Scientific Program

Conference Series LLC Ltd invites all the participants across the globe to attend 24th Annual World Congress on Pediatrics Vancouver, Canada.

Day 1 :

  • Pediatric Pelliative Care

Session Introduction

Dr. Amrita Sarpal

Sidra Medicine and Weill Cornell Medicine, Qatar

Title: Pediatric Palliative Care: Unraveling Common Myths, Misconceptions and Misunderstandings
Speaker
Biography:

Dr. Sarpal completed her MD and general pediatrics residency from University of Calgary in 2004 and 2008 respectively.  In 2010 and 2011, she completed fellowships in pediatric critical care medicine and pediatric palliative care medicine. She is also an Erickson Certified Executive Coach, and a member of the International Coaching Federation. She is currently the program director for the pediatric critical care medicine postgraduate medicine fellowship training program at Sidra Medicine and an assistant professor at Weill Cornell Medicine-Qatar, Qatar.  Her research/academic interests include medical education, end of life care in the intensive care unit, physician health and wellness and coaching in (and outside) medicine.

Abstract:

Palliative care is a specialized form of medical care intended for individuals with serious and potentially life threatening or life limiting illnesses/conditions and should be made available to patients based on their needs regardless of their expected prognosis.  As exposure to palliative care in medical school and throughout postgraduate training remains fairly limited in most settings, palliative care remains to a degree shrouded in mystery for many. While there are commonalities to adult palliative care, there are also stark differences that exist in comparison to pediatric palliative care.

Pediatric palliative care is a very young subspecialty whose focus is to provide relief from “total” pain and burdensome symptoms. The multidisciplinary team’s goal is to improve the quality of life of both the child and their family through a holistic model of care. Care is aimed at anticipating, preventing and treating physical, emotional, psychological, social or spiritual suffering.  Children and their families are supported to live as well as they can, for as long as they can, within the limits imposed by the illness/condition. 

Due to lack of exposure, and the differences that exist between adult and pediatric palliative care services, it is not surprising that many misconceptions and misunderstandings exist regarding pediatric palliative care.  This includes understanding eligibility criteria, role of the subspecialty team and how to manage symptoms at end of life including the ethical dilemmas that exist at end of life for pediatric palliative care providers.

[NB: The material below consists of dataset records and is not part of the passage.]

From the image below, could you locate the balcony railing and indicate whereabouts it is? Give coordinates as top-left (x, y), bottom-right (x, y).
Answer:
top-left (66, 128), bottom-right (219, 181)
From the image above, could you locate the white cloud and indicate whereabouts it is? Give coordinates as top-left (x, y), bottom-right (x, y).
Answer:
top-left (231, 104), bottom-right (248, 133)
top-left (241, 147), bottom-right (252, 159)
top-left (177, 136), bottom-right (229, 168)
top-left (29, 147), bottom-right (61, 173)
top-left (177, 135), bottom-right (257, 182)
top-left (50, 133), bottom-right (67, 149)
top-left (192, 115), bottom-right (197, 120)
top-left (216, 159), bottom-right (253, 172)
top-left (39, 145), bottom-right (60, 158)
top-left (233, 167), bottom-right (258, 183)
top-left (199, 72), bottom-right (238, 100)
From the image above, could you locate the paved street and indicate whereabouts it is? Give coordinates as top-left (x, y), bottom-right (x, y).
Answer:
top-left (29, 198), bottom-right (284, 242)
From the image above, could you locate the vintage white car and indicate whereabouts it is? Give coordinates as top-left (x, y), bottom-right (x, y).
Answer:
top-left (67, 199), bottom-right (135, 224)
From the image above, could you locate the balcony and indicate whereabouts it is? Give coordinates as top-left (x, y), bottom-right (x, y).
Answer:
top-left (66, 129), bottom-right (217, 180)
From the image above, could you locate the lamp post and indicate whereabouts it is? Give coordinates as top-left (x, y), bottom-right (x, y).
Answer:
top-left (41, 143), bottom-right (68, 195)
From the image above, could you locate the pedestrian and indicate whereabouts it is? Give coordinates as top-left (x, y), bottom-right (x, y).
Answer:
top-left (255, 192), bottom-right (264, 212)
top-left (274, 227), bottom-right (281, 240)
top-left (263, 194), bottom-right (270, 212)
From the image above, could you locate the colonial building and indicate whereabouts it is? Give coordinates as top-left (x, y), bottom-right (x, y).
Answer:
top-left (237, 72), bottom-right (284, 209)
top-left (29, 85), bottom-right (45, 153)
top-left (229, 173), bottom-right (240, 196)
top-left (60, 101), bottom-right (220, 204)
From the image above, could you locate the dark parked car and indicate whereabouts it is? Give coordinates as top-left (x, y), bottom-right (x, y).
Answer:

This session will unravel the most common myths, misconceptions and misunderstandings that exist regarding pediatric palliative care.  This includes understanding: 1) eligibility criteria 2) the aims of care 3) the differences between palliative and hospice care 4) how symptoms including pain are treated at end of life and 5) the role of narcotics including morphine and other mediations at end of life.

 

  • Pediatric Hematology

Session Introduction

Narjiss Aji

Mohamed V University, Morocco

Title: Epistaxis revealing Willebrand disease Type 3(Around a case)
Speaker
Biography:

An ambitious final year medical student in Faculty of medicine and pharmacy of Rabat ,very passionate about research. Currently applying for a thesis master in Canada to improve my research skills before joigning a residency program ,in order to become a research physician.

Abstract:

Willebrand's disease (VWD) is a genetic bleeding disorder; a defect in the amount or structure of von Willebrand factor (VWF). VWF: An element of primary hemostasis, its two main roles are the adhesion of platelets to injured vessels, and the transport of factor VIII (FVIII). There are 3 types of variable severities: Type 1 (least severe): Partial quantitative deficit; VWF is made in less quantity, which can lead to factor VIII (FVIII) deficiency. Type 2 (more severe): the VWF is manufactured but does not fulfill its function. Type 3 (the most severe and the rarest): the deficiency in VWF is total and is associated with a constant and profound deficiency in FVII.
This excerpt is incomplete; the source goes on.